Берг был приписан к «молодежи». Как бы… Вообще-то у него «сложилось» с Давыдом Федоровичем. Оба очень скоро нащупали способ доставлять друг другу сокровенную «ласку». Давыда Федоровича манила развязность этого юнца – Николая Ивановича, особенно в сочетании с тем гадостным, что им говорилось. Давыд Федорович легко подыскивал контраргументы, но почему-то всегда в отсутствие оппонента. Берг безжалостно (да жалости от него никто и не потерпел бы) топтал профессиональное достоинство человека, служившего – да, винтиком! – зато там, куда Берга пускали только по билету и только в зал.

Артистами жизни не рождаются, ими становятся, когда ни к чему другому свой артистизм приложить не удалось. В лице Давыда Федоровича Берг казнит театр. Но можно подумать, что он не предлагал Мефистофелю свою душу. Не взял, подлец! Николай Иванович настолько любил оперную позолоту, что хотел ее сковырнуть, – так дети от восторга ломают любимую игрушку. Отнес свою душу в ломбард, а Мефистофель ему ничего за нее не дал. «Моя мать пела Миньон, Розину, Марту, мой отец стоял за дирижерским пультом, я рос за кулисами…» Николай Иванович торопился изложить свой взгляд на оперу в плане режиссуры – вечный безбилетник, он жаждал театрального поприща. И даже не сильно грешил против истины, рассказывая, что ребенком дневал и ночевал в театре. Если б еще уточнил, где конкретно – там, где дробившийся о раму чердачного окна столб света роился пылью от старинных нарядов, шитья, кружев. Для облачившихся в эти самые кружева, камзолы, фижмы он… ну как звать-то… у которого еще башмак на тройной подметке… вспомнил, дядей Ваней! – для всех этих мнимых испанских грандов, корсаров, придворных дам он был всего лишь сыном хромого костюмера Иван Иваныча Карпова. Мелкое чувство превосходства над теми, кому со служебного подъезда вход в театр заказан, лишь усиливало комбинацию гордости и зависти, которая зовется «подпольным человеком», «русской душою» – всем тем, что так легко можно будет заковать в броню немецкой фамилии. Инерции детства хватит на всю жизнь.
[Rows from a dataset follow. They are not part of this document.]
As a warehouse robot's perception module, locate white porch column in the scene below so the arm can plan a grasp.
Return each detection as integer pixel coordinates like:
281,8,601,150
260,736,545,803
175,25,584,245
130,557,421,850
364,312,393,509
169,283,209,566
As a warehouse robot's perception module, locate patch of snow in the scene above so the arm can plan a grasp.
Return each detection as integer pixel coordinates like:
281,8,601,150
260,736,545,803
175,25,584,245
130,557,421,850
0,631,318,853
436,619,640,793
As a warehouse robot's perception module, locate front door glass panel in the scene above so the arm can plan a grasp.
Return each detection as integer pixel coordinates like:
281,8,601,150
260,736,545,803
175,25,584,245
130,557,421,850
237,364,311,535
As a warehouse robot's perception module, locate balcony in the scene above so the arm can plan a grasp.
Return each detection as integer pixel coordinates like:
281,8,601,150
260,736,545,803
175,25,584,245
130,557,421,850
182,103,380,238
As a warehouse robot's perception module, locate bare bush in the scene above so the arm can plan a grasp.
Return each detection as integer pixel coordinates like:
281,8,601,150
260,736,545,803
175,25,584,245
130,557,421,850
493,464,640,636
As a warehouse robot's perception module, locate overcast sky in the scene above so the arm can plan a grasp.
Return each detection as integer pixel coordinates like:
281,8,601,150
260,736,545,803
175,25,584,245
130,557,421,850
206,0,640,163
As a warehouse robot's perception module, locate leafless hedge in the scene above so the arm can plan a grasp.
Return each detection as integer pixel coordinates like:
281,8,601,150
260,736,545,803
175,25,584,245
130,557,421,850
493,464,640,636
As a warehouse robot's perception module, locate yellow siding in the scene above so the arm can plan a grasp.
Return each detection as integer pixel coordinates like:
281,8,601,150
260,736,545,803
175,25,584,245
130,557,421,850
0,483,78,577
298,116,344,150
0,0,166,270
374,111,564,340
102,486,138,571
– Золотой век оперы в прошлом, серебряный на излете, грядет медный, – говорил Берг шеф-редактору издававшейся в Страсбурге «Галльской Мельпомены»; из жрецов этой недобогини monsieur Pierrot единственный, кто сохранил присутствие духа, выслушав «Бергов манифест». – Золотой век, – говорил Берг, – был веком золотых голосов. Чем выше колоратура, тем выше сборы. Потом настал век диктатуры дирижера. Дирижер изгнал сладкоголосых Адама и Еву из рая и стал грозою оперного театра: надел на певцов намордник, выпустил из оркестровой ямы сторукого демона. Но владычеству его волшебной палочки приходит конец. Дирижера свергнет режиссер, подлинный демиург сцены. Плебс, именуемый публикой, жаждет зрелищ. Как поющую парочку вытеснила оратория, так и ораторию заменит представление. Опера двадцатого века – барабанщица современного театра. Пора кончать с вавилонским столпотворением, опера должна петься на языке, на котором писалась. Европа объединяется, опера тоже. Время национального мещанства кончилось, война проиграна всеми. Слово больше не боевой клич нации. Спетое, оно освобождается от смысла, само по себе становясь музыкой. Все эти смехотворные либретто будут перелицованы. В «Кармен» кондитерская фабрика заменит табачную. Изготовление сигар – чертовски прозрачный намек, а фабрика сластей, где одни женщины, – ну что ж. Среди этих женщин Кармен – чужеродное тело в буквальном понимании, она переодетый мужчина. «Хабанера» вдвойне порочна. Борьба за бригадье Жозе между Кармен и Микаэлой – борьба между гомо- и геторосексуальностью, связанной в подсознании с образом матери. Микаэла, в первой сцене ставшая жертвой группового изнасилования, олицетворяет собою мать: постоянно взывает к сыновним чувствам бригадье Жозе. Методом психоанализа исследован и бык-тореадор. Поэтому он с позолоченными рогами. Как Зевс. Хор гаврошей ожидает кастрация – сколько будущих Фаринелли сразу!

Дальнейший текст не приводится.